USD1 is World Liberty Financial dollar stablecoin, custodied by BitGo with money-market-fund reserves and Chainlink CCIP across 10+ chains. Supply, custody, chains, and how it compares to USDC and USDT.

Written by Eco

USD1 is a US-dollar stablecoin issued by World Liberty Financial, custodied by BitGo Trust Company, and backed by cash and short-duration US Treasury bills held through government money market funds. Launched on Ethereum and BNB Chain in March 2025, USD1 had grown to a circulating supply near $4.5 billion by Q1 2026, making it the fastest-growing fiat-backed stablecoin of the period. This article covers how USD1 works, the chains it runs on, its reserve and custody structure, the World Liberty Financial context, and how it compares to USDC, USDT, and other regulated dollar tokens.

What is USD1?

USD1 is a fiat-collateralized stablecoin pegged 1:1 to the US dollar. Each USD1 token in circulation is intended to be backed by a corresponding dollar of reserves held in cash deposits and short-term US Treasury securities. The issuer is World Liberty Financial, the same entity behind the WLFI governance token. The custodian is BitGo Trust Company, a South Dakota-chartered trust that also custodies digital assets for institutional clients.

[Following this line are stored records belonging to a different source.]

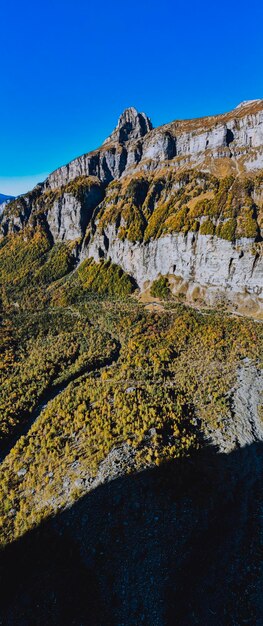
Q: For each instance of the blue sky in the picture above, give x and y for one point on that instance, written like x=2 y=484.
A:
x=68 y=69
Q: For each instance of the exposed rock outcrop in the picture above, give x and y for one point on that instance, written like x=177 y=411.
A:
x=226 y=270
x=221 y=258
x=131 y=125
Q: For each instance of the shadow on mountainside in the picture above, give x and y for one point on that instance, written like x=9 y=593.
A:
x=176 y=545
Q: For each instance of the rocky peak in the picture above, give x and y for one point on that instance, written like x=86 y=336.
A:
x=131 y=126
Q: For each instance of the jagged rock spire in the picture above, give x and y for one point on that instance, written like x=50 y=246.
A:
x=131 y=125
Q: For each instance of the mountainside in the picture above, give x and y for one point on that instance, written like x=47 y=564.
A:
x=131 y=423
x=4 y=201
x=4 y=198
x=183 y=200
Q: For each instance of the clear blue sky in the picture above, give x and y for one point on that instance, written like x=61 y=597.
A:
x=68 y=69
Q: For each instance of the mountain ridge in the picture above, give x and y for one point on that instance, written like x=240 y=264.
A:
x=184 y=200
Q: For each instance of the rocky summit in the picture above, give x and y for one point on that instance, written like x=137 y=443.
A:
x=131 y=421
x=182 y=200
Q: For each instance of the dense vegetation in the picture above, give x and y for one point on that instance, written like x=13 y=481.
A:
x=148 y=205
x=145 y=382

USD1's design follows the regulated-stablecoin template established by USDC and USDP. Reserves are held in segregated accounts, monthly attestation reports are published under AICPA standards, and minting and redemption are available to verified institutional counterparties through a mint-and-burn workflow with zero issuance fees. Retail users typically interact with USD1 through secondary markets, DEX pools, centralized exchange trading pairs, and cross-chain bridges, rather than direct primary issuance.

The stablecoin's launch differed from typical retail-first rollouts. In 2025, an entity associated with Abu Dhabi-based MGX used USD1 to settle a $2 billion investment into Binance, a transaction that accounted for a large share of early circulating supply and signaled that USD1 was targeting institutional settlement flows from the start.

How does USD1 work?

USD1 follows the standard fiat-backed stablecoin lifecycle: mint, transfer, redeem.

Minting happens when a verified institutional counterparty wires US dollars to BitGo's reserve accounts. After verification, World Liberty Financial mints an equivalent amount of USD1 onchain and credits it to the counterparty's wallet. Redemption is the reverse: the counterparty returns USD1 to a designated burn address, the equivalent dollars are wired from reserves, and the burned tokens leave circulation. Onchain supply data shows this minting and burning happening regularly as demand shifts.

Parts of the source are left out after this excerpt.